Researchers are now testing SDV1a’s ability to improve stem cell therapy in a mouse model of ALS, also known as Lou Gehrig’s disease, which is caused by a progressive loss of motor neurons in the brain. Previous studies conducted by Snyder’s team found that broadening the spread of neural stem cells helps more motor neurons survive — so they are hopeful that SDV1a will improve the effectiveness of neuroprotective stem cells and help slow the onset and progression of ALS. 

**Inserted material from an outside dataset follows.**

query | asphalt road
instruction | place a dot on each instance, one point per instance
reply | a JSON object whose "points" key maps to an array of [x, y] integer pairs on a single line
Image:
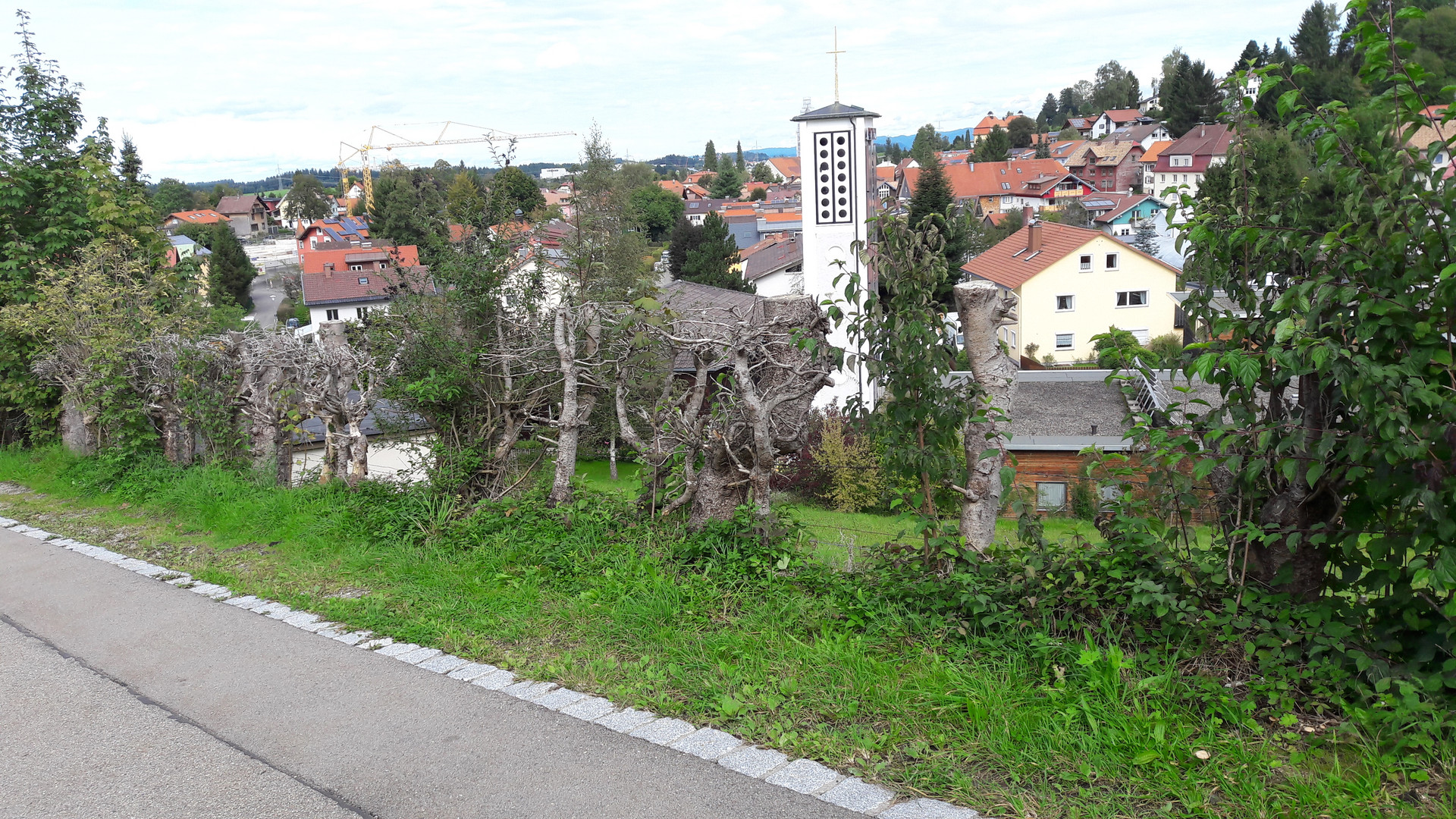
{"points": [[267, 292], [128, 697]]}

“We are optimistic that this drug’s mechanism of action may potentially benefit a variety of neurodegenerative disorders, as well as non-neurological conditions such as heart disease, arthritis and even brain cancer,” says Snyder. “Interestingly, because CXCL12 and its receptor are implicated in the cytokine storm that characterizes severe COVID-19, some of our insights into how to selectively inhibit inflammation without suppressing other normal processes may be useful in that arena as well.”

Snyder’s research is supported by the National Institutes of Health, U.S. Department of Defense, National Tay-Sachs & Allied Disease Foundation, Children’s Neurobiological Solutions Foundation, and the California Institute for Regenerative Medicine (CIRM).

“Thanks to decades of investment in stem cell science, we are making tremendous progress in our understanding of how these cells work and how they can be harnessed to help reverse injury or disease,” says Maria Millan, MD, president and CEO of CIRM. “This drug could help speed the development of stem cell treatments for spinal cord injury, Alzheimer’s, heart disease and many other conditions for which no effective treatment exists.”